A partir de este momento, el problema ya no es si sería posible una ciencia del deseo sino cuál es el deseo del científico. Se invierten así los términos del problema y hay que investigar entonces la función del deseo y del sujeto en el discurso de la ciencia. Ya en el Seminario XI, en 1964, Lacan apunta de manera decidida a este lugar: “Si podemos enganchar el psicoanálisis al tren de la ciencia moderna, pese a la incidencia esencial, y sometida al cambio, del deseo del analista, podemos plantear legítimamente la pregunta acerca del deseo que yace tras la ciencia moderna.”[2] La pregunta por el deseo del analista vendrá entonces a identificarse con la pregunta sobre cuál es el estatuto propio del psicoanálisis en la ciencia. Digamos que el deseo del analista es el responsable de hacer presente la función del deseo inconsciente en el campo de la ciencia y en la propia actividad del científico. Hay múltiples lugares donde puede rastrearse el lugar del deseo del científico, desde la angustia cuando queda confrontado a su objeto más o menos evanescente hasta el síntoma en el que ese deseo retorna causado por ese objeto. Es para nosotros ejemplar en este asunto el momento que un Erwin Schrödinger aisló en su pregunta por los fundamentos de la ciencia, en un interesante artículo de 1935, dedicado de hecho al lugar y la función del deseo del científico, —aunque no esté designado con este nombre—, con el título “Algunas observaciones sobre las bases del conocimiento científico”[3]. Dicho de manera resumida, hace aparecer allí “otro” real en el fundamento de la actividad del científico, otro real distinto al que la ciencia aborda con un saber ya escrito en él, otro real que escapa por estructura a su observación y que implica un sujeto supuesto saber, lo real propio del sujeto del inconsciente, lo real del psicoanálisis en la ciencia.
Es ante este real que el deseo del analista queda confrontado tanto en su experiencia como en la ciencia del siglo XXI. Es el mismo real que motivaba la indicación de Jacques-Alain Miller en su presentación del tema del próximo Congreso de la AMP: “la redefinición del deseo del analista, que no es un deseo puro como dice Lacan, no es una pura metonimia infinita, sino que se nos aparece como un deseo de llegar a lo real, de reducir al Otro a su real y liberarlo del sentido.”[4]
Tal es el cometido del deseo del analista en la ciencia de nuestro tiempo.





* Intervención para el volumen Scilicet preparatorio del IXª Congreso de la AMP.
[1] Jacques Lacan, Seminario 7, La ética del psicoanálisis, Paidós, Buenos Aires 1988, p. 385-386.

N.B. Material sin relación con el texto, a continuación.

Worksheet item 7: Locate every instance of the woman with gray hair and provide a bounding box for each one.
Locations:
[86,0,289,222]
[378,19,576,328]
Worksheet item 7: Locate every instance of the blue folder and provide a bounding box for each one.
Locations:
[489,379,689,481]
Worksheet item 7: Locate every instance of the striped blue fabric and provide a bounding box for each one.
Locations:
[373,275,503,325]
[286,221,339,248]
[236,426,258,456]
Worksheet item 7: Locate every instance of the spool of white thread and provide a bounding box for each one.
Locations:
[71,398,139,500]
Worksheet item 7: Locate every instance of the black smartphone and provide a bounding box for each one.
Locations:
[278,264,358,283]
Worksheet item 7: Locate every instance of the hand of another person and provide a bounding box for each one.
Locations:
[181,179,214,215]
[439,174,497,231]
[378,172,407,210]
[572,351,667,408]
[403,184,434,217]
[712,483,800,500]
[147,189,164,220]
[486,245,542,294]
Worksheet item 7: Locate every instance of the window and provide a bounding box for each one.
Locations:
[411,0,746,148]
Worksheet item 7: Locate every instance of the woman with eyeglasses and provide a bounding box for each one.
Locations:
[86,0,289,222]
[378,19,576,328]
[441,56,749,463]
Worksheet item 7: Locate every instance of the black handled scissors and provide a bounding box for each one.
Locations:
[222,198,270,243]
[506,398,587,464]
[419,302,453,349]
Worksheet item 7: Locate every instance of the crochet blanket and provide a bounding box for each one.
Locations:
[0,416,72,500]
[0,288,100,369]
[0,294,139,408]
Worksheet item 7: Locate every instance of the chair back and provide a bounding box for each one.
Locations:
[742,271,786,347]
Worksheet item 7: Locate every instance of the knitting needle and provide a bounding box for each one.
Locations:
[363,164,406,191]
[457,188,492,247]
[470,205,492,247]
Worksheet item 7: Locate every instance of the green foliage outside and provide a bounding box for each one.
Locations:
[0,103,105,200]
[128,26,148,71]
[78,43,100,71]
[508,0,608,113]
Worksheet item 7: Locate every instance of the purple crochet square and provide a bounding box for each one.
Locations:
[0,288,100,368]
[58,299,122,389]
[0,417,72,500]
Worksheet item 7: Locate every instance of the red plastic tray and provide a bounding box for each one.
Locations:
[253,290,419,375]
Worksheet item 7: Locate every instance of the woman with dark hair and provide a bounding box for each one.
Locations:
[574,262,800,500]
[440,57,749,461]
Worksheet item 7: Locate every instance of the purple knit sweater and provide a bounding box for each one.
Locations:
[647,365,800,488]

[2] Lacan J., Seminario 11, Los cuatro conceptos fundamentales del psicoanálisis, Paidos, Buenos Aires 1987, p. 166.
[3] Schrödinger E., “Algunas observaciones  sobre las bases del conocimiento científico”, en La nueva mecánica ondulatoria y otros escritos, Biblioteca Nueva, Madrid 2001. Cf. Bassols M., “Erwin Schrödinger: la hipótesis del sujeto”, en Tu Yo no es tuyo. Lo real del psicoanálisis en la ciencia, Tres Haches, Buenos Aires 2011, páginas 159-170.